COUR D'APPEL DE PARIS



Pôle 5 - Chambre 1



ARRÊT DU 06 OCTOBRE 2015



(n° 164/2015, 9 pages)



Numéro d'inscription au répertoire général : 14/05667



Décision déférée à la Cour : Jugement du 30 Janvier 2014 -Tribunal de Grande Instance de PARIS - 3ème chambre - 4ème section - RG n° 12/13013





APPELANTE



Société E. & J. [X] [A]

Agissant poursuite

s et diligences de ses représentants légaux domiciliés en cette qualité audit siège

[Adresse 1]

[Adresse 1]

ETATS-UNIS D'AMERIQUE



Représentée par Me Matthieu BOCCON GIBOD de la SELARL LEX...

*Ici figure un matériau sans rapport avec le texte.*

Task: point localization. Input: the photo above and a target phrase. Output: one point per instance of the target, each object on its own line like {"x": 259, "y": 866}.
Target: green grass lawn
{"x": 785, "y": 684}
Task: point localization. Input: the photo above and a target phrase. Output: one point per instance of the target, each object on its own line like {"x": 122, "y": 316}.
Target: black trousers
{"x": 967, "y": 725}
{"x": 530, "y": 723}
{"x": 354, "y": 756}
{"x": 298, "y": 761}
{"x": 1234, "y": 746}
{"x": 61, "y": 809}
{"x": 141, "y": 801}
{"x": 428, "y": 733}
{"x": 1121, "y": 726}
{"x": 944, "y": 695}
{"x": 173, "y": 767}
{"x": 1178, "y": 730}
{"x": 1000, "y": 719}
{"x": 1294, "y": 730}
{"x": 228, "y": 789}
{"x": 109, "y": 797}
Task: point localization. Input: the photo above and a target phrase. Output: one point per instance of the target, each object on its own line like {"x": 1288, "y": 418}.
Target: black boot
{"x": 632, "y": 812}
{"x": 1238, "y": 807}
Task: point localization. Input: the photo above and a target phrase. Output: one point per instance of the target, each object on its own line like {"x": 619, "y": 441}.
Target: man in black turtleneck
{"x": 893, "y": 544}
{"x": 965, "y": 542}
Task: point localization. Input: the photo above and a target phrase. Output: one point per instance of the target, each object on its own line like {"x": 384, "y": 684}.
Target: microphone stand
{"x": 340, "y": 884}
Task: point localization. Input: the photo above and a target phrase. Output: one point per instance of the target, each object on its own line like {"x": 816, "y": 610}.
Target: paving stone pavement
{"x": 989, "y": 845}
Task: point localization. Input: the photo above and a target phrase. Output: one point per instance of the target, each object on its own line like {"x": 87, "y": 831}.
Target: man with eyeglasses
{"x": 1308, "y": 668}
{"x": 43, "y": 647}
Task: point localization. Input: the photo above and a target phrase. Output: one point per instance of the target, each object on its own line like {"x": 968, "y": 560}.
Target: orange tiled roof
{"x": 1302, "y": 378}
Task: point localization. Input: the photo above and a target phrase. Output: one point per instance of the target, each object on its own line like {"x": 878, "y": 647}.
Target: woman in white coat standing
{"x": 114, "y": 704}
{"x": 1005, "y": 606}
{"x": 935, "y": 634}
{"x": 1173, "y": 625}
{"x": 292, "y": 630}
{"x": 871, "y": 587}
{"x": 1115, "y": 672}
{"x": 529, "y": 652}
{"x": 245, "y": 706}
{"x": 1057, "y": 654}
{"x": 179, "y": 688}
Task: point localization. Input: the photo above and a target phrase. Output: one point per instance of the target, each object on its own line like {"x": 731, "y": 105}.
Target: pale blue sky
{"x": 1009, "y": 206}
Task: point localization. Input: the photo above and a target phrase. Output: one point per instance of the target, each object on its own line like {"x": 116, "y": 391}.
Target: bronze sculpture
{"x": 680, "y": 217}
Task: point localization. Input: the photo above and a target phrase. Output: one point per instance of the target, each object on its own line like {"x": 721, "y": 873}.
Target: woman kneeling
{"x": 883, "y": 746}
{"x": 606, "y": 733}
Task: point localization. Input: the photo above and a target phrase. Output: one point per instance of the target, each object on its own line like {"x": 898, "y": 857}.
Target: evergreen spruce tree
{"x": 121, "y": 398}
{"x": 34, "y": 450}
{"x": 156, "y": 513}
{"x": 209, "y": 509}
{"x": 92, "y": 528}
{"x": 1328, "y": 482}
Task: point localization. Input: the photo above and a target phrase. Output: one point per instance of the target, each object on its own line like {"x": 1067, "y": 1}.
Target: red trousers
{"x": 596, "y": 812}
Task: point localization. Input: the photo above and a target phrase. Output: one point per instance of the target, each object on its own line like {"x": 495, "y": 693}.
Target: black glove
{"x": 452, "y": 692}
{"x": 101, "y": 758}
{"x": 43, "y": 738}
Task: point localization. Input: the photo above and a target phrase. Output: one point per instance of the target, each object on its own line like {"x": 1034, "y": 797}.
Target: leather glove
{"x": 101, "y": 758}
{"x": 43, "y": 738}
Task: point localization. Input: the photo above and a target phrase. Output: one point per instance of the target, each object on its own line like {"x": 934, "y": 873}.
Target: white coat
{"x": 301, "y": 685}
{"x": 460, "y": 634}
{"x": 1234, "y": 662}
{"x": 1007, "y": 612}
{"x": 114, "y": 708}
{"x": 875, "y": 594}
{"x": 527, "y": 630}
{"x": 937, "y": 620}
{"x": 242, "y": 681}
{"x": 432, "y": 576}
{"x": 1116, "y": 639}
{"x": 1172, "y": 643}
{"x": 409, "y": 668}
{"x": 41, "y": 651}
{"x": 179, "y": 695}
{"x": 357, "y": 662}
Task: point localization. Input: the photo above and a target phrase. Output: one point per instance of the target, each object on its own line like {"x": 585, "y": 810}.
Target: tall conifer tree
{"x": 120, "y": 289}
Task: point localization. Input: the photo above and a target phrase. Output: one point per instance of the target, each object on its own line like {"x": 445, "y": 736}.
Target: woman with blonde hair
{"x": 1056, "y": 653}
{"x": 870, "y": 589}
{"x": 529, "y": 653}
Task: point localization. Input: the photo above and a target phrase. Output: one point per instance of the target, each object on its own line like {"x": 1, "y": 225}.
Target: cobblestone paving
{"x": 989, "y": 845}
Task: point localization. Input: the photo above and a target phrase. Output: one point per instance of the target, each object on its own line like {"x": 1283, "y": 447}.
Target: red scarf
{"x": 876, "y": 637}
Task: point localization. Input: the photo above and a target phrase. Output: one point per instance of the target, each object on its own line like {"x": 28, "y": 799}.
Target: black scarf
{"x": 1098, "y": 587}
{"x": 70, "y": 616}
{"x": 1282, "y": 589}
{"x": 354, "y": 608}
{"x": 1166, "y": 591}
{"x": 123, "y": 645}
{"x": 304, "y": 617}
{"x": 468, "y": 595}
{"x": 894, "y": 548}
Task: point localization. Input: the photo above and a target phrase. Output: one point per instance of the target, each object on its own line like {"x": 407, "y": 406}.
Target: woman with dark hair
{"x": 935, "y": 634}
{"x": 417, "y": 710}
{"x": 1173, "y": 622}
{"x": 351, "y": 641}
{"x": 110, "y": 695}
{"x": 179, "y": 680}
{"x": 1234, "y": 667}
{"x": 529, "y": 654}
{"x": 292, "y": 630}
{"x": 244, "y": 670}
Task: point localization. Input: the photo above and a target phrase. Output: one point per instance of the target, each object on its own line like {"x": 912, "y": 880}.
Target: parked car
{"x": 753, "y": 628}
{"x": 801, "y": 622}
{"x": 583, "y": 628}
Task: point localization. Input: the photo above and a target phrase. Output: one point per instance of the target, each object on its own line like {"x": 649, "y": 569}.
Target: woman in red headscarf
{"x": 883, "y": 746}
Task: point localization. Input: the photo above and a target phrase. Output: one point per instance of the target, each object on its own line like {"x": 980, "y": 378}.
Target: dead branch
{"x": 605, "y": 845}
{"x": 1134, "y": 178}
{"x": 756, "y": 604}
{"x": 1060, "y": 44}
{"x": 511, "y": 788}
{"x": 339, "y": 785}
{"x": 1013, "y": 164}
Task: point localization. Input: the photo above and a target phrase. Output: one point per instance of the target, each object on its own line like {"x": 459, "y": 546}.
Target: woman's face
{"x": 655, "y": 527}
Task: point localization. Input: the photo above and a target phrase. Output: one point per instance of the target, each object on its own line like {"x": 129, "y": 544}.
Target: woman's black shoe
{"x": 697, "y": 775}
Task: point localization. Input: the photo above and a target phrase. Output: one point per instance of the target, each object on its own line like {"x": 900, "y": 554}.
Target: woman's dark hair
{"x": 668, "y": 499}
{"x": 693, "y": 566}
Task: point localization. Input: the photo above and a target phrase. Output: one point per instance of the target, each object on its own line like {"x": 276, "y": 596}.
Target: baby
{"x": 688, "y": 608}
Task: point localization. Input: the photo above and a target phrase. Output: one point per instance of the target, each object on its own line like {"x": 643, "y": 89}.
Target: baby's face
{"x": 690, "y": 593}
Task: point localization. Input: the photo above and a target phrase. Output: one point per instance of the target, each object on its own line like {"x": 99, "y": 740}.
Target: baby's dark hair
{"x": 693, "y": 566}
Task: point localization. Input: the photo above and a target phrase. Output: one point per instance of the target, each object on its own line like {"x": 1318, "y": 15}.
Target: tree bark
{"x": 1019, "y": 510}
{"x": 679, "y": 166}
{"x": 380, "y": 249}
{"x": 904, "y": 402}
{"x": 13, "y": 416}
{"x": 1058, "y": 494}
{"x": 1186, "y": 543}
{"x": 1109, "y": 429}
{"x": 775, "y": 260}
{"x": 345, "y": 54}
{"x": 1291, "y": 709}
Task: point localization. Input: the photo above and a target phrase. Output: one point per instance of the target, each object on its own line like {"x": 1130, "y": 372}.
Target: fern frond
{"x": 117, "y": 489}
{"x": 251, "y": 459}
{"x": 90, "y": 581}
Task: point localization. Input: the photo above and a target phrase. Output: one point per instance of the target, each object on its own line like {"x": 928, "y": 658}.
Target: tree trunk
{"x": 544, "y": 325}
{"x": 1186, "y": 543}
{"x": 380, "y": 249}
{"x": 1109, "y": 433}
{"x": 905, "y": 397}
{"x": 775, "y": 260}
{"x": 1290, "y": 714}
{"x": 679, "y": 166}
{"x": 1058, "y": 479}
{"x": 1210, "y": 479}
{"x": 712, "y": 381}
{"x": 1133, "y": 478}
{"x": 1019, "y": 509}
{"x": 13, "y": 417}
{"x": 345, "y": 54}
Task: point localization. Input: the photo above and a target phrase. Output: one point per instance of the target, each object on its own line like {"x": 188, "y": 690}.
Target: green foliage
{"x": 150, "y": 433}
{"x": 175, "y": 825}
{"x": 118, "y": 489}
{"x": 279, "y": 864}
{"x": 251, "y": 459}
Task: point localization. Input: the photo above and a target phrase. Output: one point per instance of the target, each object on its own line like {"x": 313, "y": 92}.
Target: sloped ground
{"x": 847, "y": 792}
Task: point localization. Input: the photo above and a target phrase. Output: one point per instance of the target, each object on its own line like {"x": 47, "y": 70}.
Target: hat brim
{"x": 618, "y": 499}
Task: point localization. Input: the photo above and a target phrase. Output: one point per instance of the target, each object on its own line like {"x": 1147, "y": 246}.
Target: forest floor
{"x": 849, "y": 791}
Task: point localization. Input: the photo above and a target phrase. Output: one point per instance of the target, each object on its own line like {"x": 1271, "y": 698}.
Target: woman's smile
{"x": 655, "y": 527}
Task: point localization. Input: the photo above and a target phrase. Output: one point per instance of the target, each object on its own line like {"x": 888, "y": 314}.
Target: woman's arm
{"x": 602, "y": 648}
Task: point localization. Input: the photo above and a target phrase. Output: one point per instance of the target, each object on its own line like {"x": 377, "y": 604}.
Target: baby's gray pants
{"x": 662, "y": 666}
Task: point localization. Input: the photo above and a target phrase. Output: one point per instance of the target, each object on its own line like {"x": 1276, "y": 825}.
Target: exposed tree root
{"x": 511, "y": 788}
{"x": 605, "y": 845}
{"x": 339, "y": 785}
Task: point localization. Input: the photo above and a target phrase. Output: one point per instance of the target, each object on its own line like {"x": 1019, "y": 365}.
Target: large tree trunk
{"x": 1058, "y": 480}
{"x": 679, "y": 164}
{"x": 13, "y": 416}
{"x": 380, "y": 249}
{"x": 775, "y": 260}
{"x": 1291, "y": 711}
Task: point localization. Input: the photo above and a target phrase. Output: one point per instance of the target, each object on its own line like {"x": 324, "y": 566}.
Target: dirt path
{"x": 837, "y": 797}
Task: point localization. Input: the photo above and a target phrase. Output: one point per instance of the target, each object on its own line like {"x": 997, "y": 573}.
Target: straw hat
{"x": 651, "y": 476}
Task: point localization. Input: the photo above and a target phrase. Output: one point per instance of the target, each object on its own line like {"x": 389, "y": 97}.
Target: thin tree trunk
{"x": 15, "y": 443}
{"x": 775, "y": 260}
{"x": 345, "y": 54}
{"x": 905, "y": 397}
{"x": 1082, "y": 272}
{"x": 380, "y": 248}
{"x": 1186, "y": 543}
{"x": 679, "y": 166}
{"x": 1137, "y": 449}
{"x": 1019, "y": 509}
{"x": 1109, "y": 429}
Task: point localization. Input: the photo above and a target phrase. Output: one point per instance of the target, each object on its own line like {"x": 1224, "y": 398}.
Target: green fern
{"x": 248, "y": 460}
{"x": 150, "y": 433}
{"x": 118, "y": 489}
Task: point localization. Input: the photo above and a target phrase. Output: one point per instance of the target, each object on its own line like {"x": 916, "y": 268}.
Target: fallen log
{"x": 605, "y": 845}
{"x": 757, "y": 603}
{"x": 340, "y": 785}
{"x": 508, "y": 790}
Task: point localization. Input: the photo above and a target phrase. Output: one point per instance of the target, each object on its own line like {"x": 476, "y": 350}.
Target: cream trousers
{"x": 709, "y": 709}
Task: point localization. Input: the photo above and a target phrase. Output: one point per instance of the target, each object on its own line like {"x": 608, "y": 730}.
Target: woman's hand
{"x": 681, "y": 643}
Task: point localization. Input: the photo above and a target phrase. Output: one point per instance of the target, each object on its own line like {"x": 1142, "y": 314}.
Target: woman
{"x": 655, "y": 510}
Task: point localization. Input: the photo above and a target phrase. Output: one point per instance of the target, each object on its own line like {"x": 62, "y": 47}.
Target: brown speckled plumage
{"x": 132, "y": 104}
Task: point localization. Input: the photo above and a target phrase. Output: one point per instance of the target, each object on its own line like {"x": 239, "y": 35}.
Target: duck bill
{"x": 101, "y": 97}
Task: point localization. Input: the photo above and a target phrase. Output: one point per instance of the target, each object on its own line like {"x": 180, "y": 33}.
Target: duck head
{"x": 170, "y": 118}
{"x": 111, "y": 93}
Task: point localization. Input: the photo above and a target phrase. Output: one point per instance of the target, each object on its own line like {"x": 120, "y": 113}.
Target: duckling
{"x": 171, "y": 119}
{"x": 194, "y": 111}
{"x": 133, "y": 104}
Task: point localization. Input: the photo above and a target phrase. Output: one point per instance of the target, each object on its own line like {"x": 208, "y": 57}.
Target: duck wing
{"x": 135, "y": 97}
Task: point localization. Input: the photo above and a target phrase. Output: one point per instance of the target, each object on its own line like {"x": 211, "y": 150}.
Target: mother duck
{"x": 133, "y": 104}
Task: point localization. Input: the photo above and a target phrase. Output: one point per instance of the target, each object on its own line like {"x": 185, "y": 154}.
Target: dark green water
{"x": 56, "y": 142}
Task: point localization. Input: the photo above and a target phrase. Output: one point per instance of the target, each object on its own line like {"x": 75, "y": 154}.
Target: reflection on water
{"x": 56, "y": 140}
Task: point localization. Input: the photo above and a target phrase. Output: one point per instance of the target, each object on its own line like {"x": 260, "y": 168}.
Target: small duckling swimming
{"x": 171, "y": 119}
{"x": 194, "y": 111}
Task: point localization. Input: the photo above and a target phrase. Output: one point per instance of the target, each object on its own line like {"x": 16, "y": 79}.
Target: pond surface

Grosses délivrées RÉPUBLIQUE FRANÇAISE

aux parties le :AU NOM DU PEUPLE FRANÇAIS

COUR D'APPEL DE PARIS

Pôle 5 - Chambre 1

ARRÊT DU 06 OCTOBRE 2015

(n° 164/2015, 9 pages)

Numéro d'inscription au répertoire général : 14/05667

Décision déférée à la Cour : Jugement du 30 Janvier 2014 -Tribunal de Grande Instance de PARIS - 3ème chambre - 4ème section - RG n° 12/13013

APPELANTE

Société E. & J. [X] [A]

Agissant poursuites et diligences de ses représentants légaux domiciliés en cette qualité audit siège

[Adresse 1]

[Adresse 1]

ETATS-UNIS D'AMERIQUE

Représentée par Me Matthieu BOCCON GIBOD de la SELARL LEXAVOUE PARIS-VERSAILLES, avocat au barreau de PARIS, toque : C2477

Assistée de Me Gwendal BARBAUT de la société IPSIDE AVOCAT, avocat au barreau de PARIS, toque : E1489

INTIMÉE

Société SCEV CHAMPAGNE [X]

Prise en la personne de ses représentants légaux domiciliés ès qualités audit siège

[Adresse 2]

[Adresse 2]

Représentée par Me Alain FISSELIER de la SCP AFG, avocat au barreau de PARIS, toque : L0044

Assistée de Me Nathalie HAUSMANN, avocat au barreau de NANTERRE, toque : NAN701

COMPOSITION DE LA COUR :

L'affaire a été débattue le 30 Juin 2015, en audience publique, devant la Cour composée de :

Monsieur Benjamin RAJBAUT, Président de chambre

Madame Anne-Marie GABER, Conseillère

Mme Nathalie AUROY, Conseillère

qui en ont délibéré.

Un rapport a été présenté à l'audience dans les conditions prévues à l'article 785 du code de procédure civile.

Greffier, lors des débats : Madame Karine ABELKALON

ARRÊT :

contradictoire

par mise à disposition de l'arrêt au greffe de la Cour, les parties en ayant été préalablement avisées dans les conditions prévues au deuxième alinéa de l'article 450 du code de procédure civile.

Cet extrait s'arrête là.